Она дала три своему мужу и три Билли, и минуту мужчины смотрели на голубые лепестки, лежавшие на грубых жестких ладонях. Потом Билли достал кожаный мешочек, куда он положил прядку волос Изабеллы, и спрятал туда же голубые лепестки. Дин уложил их в старый конверт. Билли тихо сказал Дину:

— Мне бы хотелось остаться на некоторое время одному. Не пройдете ли вы с ней до обеда в палатку?

Когда они ушли, Билли прошел к тому месту, где он положил свой мешок перед тем, как броситься на Дина. Он завязал его и прикрепил себе на плечи. Потом он быстро пошел по своим прежним следам, и в сердце его было жуткое чувство беспросветного одиночества. Когда он добрался до перевала, он попробовал засвистеть, но губы не слушались, и что-то в горле мешало ему. С верхушки горы он посмотрел вниз. Легкая струйка дыма поднималась над еловой чащей. В глазах его потемнело, и голос сорвался, когда он крикнул имя Изабеллы. Он пошел назад к тоскливому одиночеству своей прежней жизни.

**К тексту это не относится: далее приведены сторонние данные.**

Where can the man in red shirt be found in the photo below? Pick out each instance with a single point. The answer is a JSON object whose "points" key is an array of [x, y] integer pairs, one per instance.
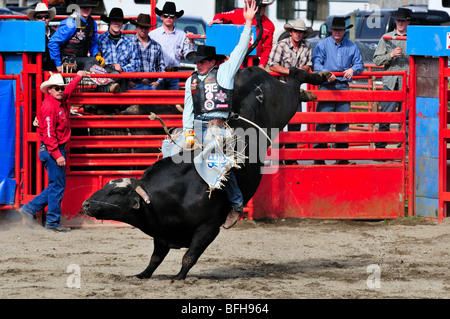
{"points": [[54, 133], [236, 17]]}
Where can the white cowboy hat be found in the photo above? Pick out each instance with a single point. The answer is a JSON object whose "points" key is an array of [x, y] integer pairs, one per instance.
{"points": [[55, 80], [41, 7], [299, 25]]}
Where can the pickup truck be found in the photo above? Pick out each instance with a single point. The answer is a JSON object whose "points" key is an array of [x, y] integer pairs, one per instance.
{"points": [[369, 26]]}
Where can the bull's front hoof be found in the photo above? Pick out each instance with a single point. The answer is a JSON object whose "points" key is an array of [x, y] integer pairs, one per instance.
{"points": [[142, 276]]}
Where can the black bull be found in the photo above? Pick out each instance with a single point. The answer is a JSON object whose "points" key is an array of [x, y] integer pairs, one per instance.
{"points": [[171, 203]]}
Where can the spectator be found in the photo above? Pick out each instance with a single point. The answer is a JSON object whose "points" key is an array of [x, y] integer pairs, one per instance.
{"points": [[54, 134], [265, 45], [203, 108], [150, 55], [292, 52], [75, 37], [174, 42], [41, 12], [336, 54], [120, 52], [392, 54]]}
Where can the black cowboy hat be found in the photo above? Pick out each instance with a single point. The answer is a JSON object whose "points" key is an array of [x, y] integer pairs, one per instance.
{"points": [[204, 52], [142, 20], [115, 14], [169, 7], [338, 23], [403, 14], [86, 4]]}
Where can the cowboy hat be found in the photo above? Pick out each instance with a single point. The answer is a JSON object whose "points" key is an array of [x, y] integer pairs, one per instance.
{"points": [[299, 25], [403, 14], [55, 80], [204, 52], [338, 23], [41, 7], [86, 4], [142, 20], [169, 7], [115, 14]]}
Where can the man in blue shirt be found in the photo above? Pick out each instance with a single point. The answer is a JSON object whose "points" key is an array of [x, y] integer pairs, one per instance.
{"points": [[76, 36], [174, 42], [150, 55], [208, 99], [336, 54]]}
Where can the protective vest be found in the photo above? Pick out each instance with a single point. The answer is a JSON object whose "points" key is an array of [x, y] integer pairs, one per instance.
{"points": [[208, 95], [80, 42]]}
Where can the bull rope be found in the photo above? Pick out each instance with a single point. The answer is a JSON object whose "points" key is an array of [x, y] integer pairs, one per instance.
{"points": [[236, 116]]}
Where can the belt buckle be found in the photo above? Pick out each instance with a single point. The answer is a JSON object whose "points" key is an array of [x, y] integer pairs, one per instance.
{"points": [[218, 122]]}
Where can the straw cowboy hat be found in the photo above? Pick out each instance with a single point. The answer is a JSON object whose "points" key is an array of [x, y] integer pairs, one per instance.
{"points": [[338, 23], [142, 20], [299, 25], [86, 4], [204, 52], [41, 8], [169, 7], [115, 14], [55, 80]]}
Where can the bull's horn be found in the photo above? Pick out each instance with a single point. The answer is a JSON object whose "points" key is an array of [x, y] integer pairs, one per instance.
{"points": [[143, 194]]}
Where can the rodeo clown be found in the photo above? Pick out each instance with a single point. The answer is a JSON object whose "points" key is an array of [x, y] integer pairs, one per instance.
{"points": [[208, 99]]}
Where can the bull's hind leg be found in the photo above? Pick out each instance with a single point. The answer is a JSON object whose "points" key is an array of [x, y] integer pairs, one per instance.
{"points": [[200, 242], [159, 253]]}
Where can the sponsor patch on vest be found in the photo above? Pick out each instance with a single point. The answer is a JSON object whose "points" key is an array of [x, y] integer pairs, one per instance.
{"points": [[221, 96], [209, 105]]}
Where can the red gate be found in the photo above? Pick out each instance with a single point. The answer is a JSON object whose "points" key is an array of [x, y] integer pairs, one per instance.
{"points": [[374, 188]]}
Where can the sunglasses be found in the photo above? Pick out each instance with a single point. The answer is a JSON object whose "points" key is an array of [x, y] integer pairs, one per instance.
{"points": [[40, 17]]}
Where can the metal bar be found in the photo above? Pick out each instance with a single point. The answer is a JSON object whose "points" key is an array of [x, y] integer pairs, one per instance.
{"points": [[336, 153], [347, 117], [339, 137], [123, 121]]}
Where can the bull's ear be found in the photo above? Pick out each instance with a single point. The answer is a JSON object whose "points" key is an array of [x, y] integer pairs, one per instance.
{"points": [[137, 202]]}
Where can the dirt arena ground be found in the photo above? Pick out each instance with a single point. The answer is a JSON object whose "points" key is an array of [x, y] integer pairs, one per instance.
{"points": [[282, 259]]}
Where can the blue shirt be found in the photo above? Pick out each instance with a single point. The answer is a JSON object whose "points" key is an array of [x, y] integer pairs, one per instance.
{"points": [[123, 52], [225, 78], [151, 57], [173, 44], [337, 57], [65, 31]]}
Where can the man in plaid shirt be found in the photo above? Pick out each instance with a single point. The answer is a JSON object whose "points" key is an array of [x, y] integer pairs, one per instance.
{"points": [[150, 54], [392, 54], [119, 51]]}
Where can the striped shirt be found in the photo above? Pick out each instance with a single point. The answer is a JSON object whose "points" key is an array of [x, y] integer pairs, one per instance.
{"points": [[151, 57], [174, 45], [285, 55], [382, 56], [123, 52]]}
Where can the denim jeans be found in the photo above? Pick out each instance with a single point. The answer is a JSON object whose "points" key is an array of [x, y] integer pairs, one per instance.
{"points": [[333, 107], [171, 84], [141, 87], [386, 127], [232, 189], [51, 196]]}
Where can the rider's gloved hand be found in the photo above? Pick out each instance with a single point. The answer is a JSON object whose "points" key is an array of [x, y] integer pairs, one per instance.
{"points": [[189, 138]]}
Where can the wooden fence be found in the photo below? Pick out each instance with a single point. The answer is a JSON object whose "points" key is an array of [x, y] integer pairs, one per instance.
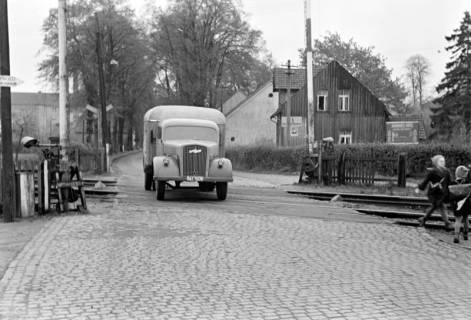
{"points": [[353, 169]]}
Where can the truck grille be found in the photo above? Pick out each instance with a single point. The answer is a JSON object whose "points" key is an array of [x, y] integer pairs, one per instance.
{"points": [[194, 160]]}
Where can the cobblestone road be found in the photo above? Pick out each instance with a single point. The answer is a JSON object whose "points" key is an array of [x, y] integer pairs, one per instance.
{"points": [[135, 258]]}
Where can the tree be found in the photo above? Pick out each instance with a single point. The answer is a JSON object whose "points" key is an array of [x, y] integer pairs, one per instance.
{"points": [[455, 87], [206, 49], [418, 68], [129, 71], [369, 68]]}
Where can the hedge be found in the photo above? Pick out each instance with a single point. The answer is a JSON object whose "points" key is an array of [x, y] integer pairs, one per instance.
{"points": [[269, 158]]}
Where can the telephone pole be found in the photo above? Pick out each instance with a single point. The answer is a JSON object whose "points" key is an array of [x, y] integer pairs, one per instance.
{"points": [[289, 73], [309, 79], [102, 120], [63, 79], [8, 168]]}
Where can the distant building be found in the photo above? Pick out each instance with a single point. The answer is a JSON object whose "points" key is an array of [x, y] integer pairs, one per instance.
{"points": [[248, 123], [344, 108], [233, 102]]}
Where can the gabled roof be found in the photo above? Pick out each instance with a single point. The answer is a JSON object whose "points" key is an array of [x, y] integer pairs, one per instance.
{"points": [[269, 83], [34, 99]]}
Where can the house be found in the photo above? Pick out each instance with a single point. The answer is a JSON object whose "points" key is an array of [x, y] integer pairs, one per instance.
{"points": [[35, 114], [344, 108], [248, 123]]}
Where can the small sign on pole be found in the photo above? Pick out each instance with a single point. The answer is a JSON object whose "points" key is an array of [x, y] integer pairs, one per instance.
{"points": [[91, 108], [9, 81]]}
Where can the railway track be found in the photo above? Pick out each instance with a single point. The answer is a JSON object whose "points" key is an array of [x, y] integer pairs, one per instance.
{"points": [[403, 210]]}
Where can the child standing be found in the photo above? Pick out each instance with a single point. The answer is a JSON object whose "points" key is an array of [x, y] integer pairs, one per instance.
{"points": [[461, 204], [436, 182]]}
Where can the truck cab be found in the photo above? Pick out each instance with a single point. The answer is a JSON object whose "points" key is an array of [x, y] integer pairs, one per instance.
{"points": [[185, 144]]}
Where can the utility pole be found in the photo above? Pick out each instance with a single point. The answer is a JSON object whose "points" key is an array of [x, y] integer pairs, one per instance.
{"points": [[102, 121], [309, 80], [8, 168], [63, 79], [288, 106]]}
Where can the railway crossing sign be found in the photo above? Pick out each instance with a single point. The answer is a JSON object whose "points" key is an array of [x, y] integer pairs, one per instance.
{"points": [[9, 81]]}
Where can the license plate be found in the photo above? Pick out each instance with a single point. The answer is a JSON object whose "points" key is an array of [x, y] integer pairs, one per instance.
{"points": [[194, 178]]}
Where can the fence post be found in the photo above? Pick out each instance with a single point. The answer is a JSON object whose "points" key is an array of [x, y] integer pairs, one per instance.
{"points": [[401, 170], [341, 169]]}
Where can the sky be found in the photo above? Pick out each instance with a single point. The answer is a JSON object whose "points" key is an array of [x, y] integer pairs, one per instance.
{"points": [[397, 29]]}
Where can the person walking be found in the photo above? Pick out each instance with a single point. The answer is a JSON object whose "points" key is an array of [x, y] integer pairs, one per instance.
{"points": [[436, 183], [461, 204]]}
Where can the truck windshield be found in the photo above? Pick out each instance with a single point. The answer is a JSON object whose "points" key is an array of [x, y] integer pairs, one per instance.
{"points": [[190, 133]]}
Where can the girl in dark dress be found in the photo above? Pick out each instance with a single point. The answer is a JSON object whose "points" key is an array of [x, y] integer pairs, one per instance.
{"points": [[461, 204], [436, 182]]}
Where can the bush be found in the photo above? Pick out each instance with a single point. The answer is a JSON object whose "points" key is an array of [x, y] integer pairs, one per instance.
{"points": [[267, 158]]}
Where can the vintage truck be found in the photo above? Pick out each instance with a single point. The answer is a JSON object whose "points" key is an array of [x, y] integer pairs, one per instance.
{"points": [[185, 144]]}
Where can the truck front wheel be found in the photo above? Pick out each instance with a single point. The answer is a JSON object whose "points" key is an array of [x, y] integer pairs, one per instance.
{"points": [[221, 190], [161, 190]]}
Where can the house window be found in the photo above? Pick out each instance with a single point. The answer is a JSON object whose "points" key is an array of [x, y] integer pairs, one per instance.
{"points": [[322, 101], [152, 137], [345, 138], [344, 102]]}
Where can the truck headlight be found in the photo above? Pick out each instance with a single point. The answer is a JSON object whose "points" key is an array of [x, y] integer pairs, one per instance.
{"points": [[166, 162]]}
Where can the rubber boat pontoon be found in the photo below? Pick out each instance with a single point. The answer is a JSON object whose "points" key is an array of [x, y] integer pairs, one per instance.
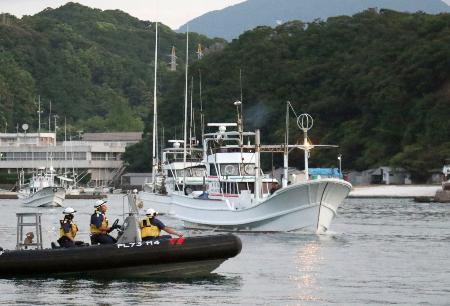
{"points": [[130, 257]]}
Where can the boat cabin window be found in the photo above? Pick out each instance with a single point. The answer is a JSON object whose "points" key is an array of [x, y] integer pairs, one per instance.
{"points": [[229, 169], [198, 172], [229, 187], [180, 173], [248, 169], [247, 186]]}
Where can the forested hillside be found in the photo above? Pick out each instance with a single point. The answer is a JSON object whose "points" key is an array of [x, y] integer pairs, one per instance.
{"points": [[96, 67], [232, 21], [377, 83]]}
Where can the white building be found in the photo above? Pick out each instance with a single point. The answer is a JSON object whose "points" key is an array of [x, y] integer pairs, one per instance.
{"points": [[97, 154]]}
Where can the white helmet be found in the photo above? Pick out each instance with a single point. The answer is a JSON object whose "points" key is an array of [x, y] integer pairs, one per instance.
{"points": [[151, 212], [99, 203], [69, 211]]}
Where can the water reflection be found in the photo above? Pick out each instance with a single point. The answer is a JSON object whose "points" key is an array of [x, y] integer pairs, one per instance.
{"points": [[308, 261]]}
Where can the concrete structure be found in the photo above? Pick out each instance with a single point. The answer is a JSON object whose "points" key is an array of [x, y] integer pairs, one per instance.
{"points": [[381, 175], [135, 179], [98, 154]]}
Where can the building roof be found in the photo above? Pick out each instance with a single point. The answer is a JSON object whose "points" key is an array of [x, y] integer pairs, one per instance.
{"points": [[117, 136], [149, 174]]}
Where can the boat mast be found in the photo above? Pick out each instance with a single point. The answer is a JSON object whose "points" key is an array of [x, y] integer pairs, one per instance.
{"points": [[286, 150], [65, 146], [202, 117], [155, 109], [257, 166], [305, 123], [191, 122], [185, 107], [39, 116]]}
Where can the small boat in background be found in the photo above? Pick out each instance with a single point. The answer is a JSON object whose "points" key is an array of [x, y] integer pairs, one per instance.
{"points": [[42, 191]]}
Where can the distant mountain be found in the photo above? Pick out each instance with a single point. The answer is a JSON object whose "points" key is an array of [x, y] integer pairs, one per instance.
{"points": [[234, 20]]}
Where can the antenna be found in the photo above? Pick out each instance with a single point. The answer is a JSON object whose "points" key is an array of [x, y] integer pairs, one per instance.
{"points": [[202, 116], [192, 115], [39, 114], [199, 52], [155, 109], [185, 106], [173, 60], [50, 117]]}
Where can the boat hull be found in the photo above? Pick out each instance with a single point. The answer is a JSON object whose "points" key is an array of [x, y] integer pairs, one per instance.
{"points": [[46, 197], [163, 257], [305, 206]]}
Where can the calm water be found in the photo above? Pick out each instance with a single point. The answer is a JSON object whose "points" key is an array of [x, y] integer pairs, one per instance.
{"points": [[379, 252]]}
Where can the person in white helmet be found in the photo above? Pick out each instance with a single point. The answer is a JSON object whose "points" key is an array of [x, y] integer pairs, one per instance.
{"points": [[99, 225], [151, 227], [68, 229]]}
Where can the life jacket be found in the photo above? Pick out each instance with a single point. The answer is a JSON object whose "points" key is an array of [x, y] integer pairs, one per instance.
{"points": [[73, 229], [148, 229], [94, 228]]}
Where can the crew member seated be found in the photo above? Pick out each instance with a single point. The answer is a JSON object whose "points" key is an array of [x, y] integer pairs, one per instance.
{"points": [[99, 225], [68, 229], [151, 227]]}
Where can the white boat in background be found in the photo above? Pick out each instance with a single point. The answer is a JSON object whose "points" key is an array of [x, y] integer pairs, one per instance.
{"points": [[172, 172], [42, 191], [235, 195]]}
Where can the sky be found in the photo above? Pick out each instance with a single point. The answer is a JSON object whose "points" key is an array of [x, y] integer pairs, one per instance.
{"points": [[173, 13]]}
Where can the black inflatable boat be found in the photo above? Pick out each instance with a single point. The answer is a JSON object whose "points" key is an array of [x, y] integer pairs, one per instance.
{"points": [[176, 257]]}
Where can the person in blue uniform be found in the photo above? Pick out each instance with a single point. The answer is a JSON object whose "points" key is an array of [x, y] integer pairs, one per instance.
{"points": [[151, 227], [68, 229], [99, 225]]}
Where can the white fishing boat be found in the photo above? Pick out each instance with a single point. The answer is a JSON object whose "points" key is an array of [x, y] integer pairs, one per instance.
{"points": [[171, 174], [239, 197], [42, 191]]}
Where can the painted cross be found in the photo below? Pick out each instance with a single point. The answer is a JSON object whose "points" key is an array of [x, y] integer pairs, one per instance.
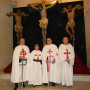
{"points": [[49, 51], [37, 56], [56, 53], [23, 52], [67, 53]]}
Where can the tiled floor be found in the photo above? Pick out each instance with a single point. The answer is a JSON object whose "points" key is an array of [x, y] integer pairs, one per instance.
{"points": [[7, 85]]}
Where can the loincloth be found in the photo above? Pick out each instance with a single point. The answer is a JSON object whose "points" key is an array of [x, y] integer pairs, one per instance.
{"points": [[18, 27], [43, 23], [70, 23]]}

— Теперь скоро, Пелли, — пробормотал он с невеселым смехом. — Я не совсем-то справедливо поступил с тобой, старина, но я буду спешить изо всех сил и постараюсь наверстать потерянное время.

Поднялся ветер и закачал вершинами елей. Он был рад этому. Ветер предвещал метель. А метель занесет все следы.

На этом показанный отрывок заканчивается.